It is the kind of place where you can mull over new ideas and consider fresh angles on old ones, and so was the perfect venue for Stephen King to deliver his thoughts on the global economy last week. No, as he pointed out immediately, not that Stephen King, the multimillionaire author of horror blockbusters like The Shining and Misery. The King at the club last Wednesday is the global chief economist for HSBC.

In the current world financial maelstrom, that makes him eminently qualified to write a horror-thriller of his own, and he has indeed done so. Losing Control: The Emerging Threats to Western Prosperity is not a tale for the faint-hearted, especially if you are from the West, a member of the baby-boomer generation born in the 1950s and 1960s and heavily borrowed. In Mr King's analysis, that is increasingly the profile of western consumers, and it is a cause for real concern. (This is the horror element of his book.)

He explained his central thesis to an audience consisting almost exclusively of that kind of person: male, baby-boomer westerners involved in the financial services industries, and you could almost sense a chill going through the room. (That was the thriller part, I guess.) "Western governments and central banks are no longer in control of the global economic process," he explained. "It has been taken over by economic and historical forces far too big for them to control, and it is going to be a painful period as it develops."

Mr King believes, along with an increasing number of economic intellectuals like Niall Ferguson and John Darwin, that we are living through the end of maybe 500 years of western ascendancy and that global economic power is passing to the east, especially to India and China. The reasons are complicated. When I was at school, we were taught that it was European mastery of technology, especially military and maritime technology, married to something called the "Protestant work ethic" - a problem for a young Roman Catholic boy to get his head round - that enabled Britain to rule the waves and forge the civilising force that was the empire. Domination of the world's seaways, and some smart financial thinking, allowed Britain to build an empire on which the sun never set.

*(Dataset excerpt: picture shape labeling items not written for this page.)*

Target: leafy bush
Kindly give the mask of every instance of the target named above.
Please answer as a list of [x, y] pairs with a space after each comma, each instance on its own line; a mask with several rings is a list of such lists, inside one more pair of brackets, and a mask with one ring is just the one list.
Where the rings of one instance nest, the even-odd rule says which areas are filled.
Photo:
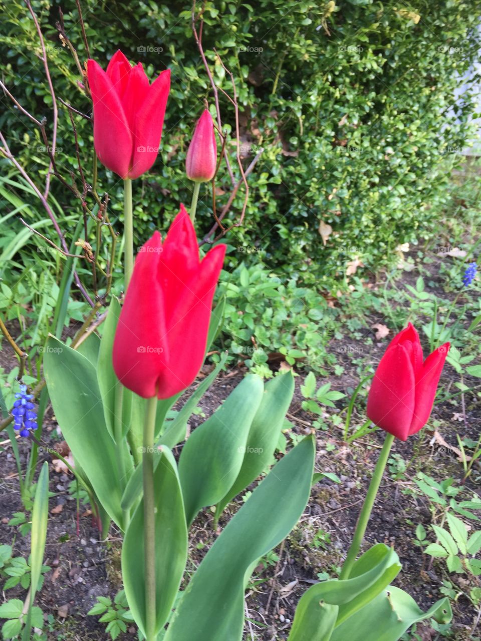
[[[60, 3], [37, 0], [33, 5], [48, 38], [57, 96], [88, 111], [75, 65], [53, 26]], [[153, 228], [165, 228], [180, 201], [190, 202], [187, 144], [203, 99], [211, 97], [192, 37], [191, 7], [153, 0], [108, 6], [87, 0], [82, 5], [91, 53], [101, 63], [120, 46], [131, 59], [141, 60], [151, 76], [165, 66], [173, 72], [162, 157], [135, 186], [140, 243]], [[65, 29], [83, 62], [87, 56], [77, 11], [73, 3], [67, 8]], [[230, 90], [230, 81], [214, 46], [235, 75], [246, 165], [265, 149], [251, 176], [245, 226], [231, 232], [231, 240], [262, 253], [271, 269], [303, 271], [307, 280], [329, 287], [342, 281], [353, 260], [374, 269], [390, 262], [400, 244], [428, 233], [446, 194], [447, 172], [439, 161], [446, 159], [448, 166], [457, 162], [469, 133], [471, 98], [457, 102], [453, 94], [459, 74], [477, 56], [480, 9], [480, 0], [414, 0], [409, 8], [394, 1], [291, 0], [281, 15], [272, 0], [255, 6], [207, 2], [206, 54], [223, 88]], [[51, 98], [38, 40], [20, 0], [10, 3], [6, 25], [0, 38], [3, 81], [36, 117], [46, 115], [51, 127]], [[232, 106], [222, 96], [221, 102], [232, 131]], [[80, 117], [75, 122], [81, 155], [91, 165], [90, 124]], [[31, 123], [12, 107], [0, 117], [0, 126], [19, 161], [44, 174], [48, 158]], [[75, 174], [71, 124], [62, 105], [57, 144], [62, 171]], [[232, 141], [228, 149], [233, 156]], [[100, 168], [99, 190], [108, 192], [121, 218], [121, 182]], [[228, 190], [224, 168], [217, 185]], [[69, 196], [56, 180], [53, 188], [64, 212], [80, 213], [78, 203], [65, 202]], [[209, 197], [203, 192], [201, 199], [203, 194], [198, 217], [207, 231]], [[8, 190], [1, 195], [5, 199]], [[226, 197], [219, 192], [218, 203]], [[242, 199], [240, 189], [232, 219]], [[32, 215], [43, 217], [38, 208], [35, 203]], [[12, 221], [8, 224], [17, 224]], [[253, 262], [258, 255], [246, 257]]]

Not so, says Mr King. Europeans had a temporary advantage in maritime power mainly because China in the Ming era suddenly turned its back on the oceans, destroying the greatest merchant fleet the world had ever seen. The Europeans leapt at the opportunity, and established a trading network that gave them access to cheap labour, commodities and huge capital returns. Even when European western domination ended in 1945, the Americans took over through military and financial power, and kept the system going until ? well, until now actually.

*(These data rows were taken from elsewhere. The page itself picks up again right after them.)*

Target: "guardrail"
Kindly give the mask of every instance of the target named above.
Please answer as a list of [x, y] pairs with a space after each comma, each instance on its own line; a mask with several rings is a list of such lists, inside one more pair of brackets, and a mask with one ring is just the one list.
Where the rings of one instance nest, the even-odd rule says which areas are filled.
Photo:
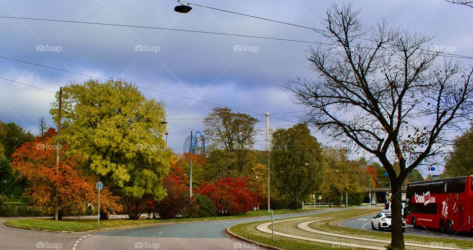
[[329, 203], [324, 203], [324, 202], [317, 202], [317, 203], [306, 203], [304, 201], [302, 202], [302, 209], [309, 209], [311, 208], [316, 208], [318, 207], [328, 207]]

The western obsession with inflation helped destabilise the status quo. As European and American economies continued to suck in cheap goods and labour from the east, they simultaneously kept their own interest rates low, leading to the explosion of borrowing and "bubble" real estate prices, which have now collapsed. It was the East that funded that false boom, and which is now holding all the West's IOUs, mainly in the form of dollars and Treasury bills in the exchequers of China, India and Japan. When Beijing decides to sell the ever-cheapening western debt it holds, then we are in real trouble.

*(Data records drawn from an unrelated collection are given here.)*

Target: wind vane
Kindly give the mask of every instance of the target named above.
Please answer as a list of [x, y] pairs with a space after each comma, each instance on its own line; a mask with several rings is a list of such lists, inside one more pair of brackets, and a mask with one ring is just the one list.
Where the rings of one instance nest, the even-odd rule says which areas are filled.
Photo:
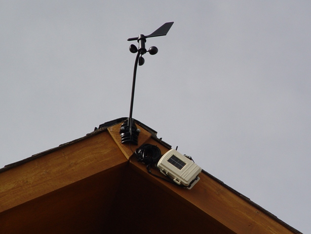
[[141, 66], [145, 62], [145, 59], [142, 57], [142, 55], [146, 52], [149, 52], [151, 55], [153, 55], [158, 53], [158, 48], [155, 46], [151, 46], [147, 50], [145, 47], [146, 39], [154, 37], [160, 37], [166, 36], [174, 22], [165, 23], [152, 34], [145, 36], [143, 34], [140, 34], [138, 37], [129, 38], [128, 41], [137, 40], [138, 42], [138, 48], [135, 45], [132, 44], [130, 46], [130, 51], [133, 53], [137, 53], [136, 59], [134, 66], [134, 73], [133, 74], [133, 84], [132, 85], [132, 96], [131, 97], [131, 107], [130, 108], [130, 116], [129, 118], [121, 125], [120, 130], [120, 136], [121, 136], [121, 142], [123, 144], [129, 143], [134, 145], [137, 145], [138, 142], [138, 135], [140, 130], [138, 129], [135, 123], [133, 122], [132, 115], [133, 114], [133, 105], [134, 104], [134, 94], [135, 92], [135, 86], [136, 79], [136, 71], [137, 70], [137, 65]]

There is little the West can do about it. Maybe tinker with some currency rates there, perhaps erect some trade barriers here. But, Mr King concludes, the West will really just have to "grow old gracefully". It's a compelling line of thought, with serious implications for the Middle East. Mr King says this region will continue to benefit from a steadily rising oil price and remain an area into which capital is "redistributed". But there are historic and political forces at odds with the eastward-looking economics.

The region has been an ally of the West for many years, as a legacy of European colonialism and American commercial domination. The countervailing "tilt" eastward will create strains and tensions for the Middle East's leaders to resolve, all in a much more uncertain world. As I left the Capital Club mulling over Mr King's stimulating but worrying message, I found myself inwardly posing the options again: Dubai, Mumbai or Shanghai?